Miguel Tinker Salas (born 1953 in Caripito) is a Venezuelan historian and professor at Pomona College in Claremont, California.
[1] Tinker Salas's research and academic interests include a wide range of topics related to the history of Latin America, and Latino/as within the United States.
Tinker Salas's first book Under the Shadow of the Eagle examines the deep ties that Sonoran society had developed with the U.S. economy by the late nineteenth century, and how “these ties led to increased cultural interaction as well.”[2] Tinker Salas's second book The Enduring Legacy studies the cultural and social legacy of multinational oil companies in Venezuela.

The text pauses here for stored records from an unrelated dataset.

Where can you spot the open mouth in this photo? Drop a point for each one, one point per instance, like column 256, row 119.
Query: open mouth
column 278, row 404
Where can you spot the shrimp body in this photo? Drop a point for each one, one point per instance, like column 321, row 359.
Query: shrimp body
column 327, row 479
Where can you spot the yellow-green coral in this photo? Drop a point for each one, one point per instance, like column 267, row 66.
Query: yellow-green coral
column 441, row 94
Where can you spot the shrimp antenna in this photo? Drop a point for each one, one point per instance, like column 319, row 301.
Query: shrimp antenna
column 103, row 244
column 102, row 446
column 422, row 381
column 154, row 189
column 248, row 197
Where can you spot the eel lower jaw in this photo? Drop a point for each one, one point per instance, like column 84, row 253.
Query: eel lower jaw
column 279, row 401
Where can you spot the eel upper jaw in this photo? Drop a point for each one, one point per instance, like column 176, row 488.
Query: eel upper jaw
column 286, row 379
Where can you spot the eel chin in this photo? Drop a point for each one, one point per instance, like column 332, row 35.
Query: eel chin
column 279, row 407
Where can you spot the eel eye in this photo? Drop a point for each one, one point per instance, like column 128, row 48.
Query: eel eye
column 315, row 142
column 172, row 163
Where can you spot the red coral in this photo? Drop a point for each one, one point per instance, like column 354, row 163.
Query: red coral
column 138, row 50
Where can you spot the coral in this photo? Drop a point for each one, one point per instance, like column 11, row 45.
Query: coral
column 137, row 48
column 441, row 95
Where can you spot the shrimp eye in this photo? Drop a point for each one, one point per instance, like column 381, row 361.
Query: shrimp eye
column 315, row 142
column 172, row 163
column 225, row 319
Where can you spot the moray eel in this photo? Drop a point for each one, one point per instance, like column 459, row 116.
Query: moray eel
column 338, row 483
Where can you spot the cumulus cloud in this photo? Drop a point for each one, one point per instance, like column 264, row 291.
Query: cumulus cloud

According to Marco Cupolo, the book “provides a concise, well-supported background to contemporary oil politics and social conflict in Venezuela.”[3] In 2009, Tinker Salas and Steve Ellner also edited together Venezuela: Hugo Chávez and the Decline of an “Exceptional Democracy.” In 2006, Tinker Salas and Jan Rus co-edited México, 2006-2012: Neoliberalismo, movimientos sociales y política electoral.
His interviews have appeared on local, national, and international radio and television outlets including CNN,[8] Aljazeera,[9] KPFK, PBS Lehr Newshour,[10] Univision, and Telemundo.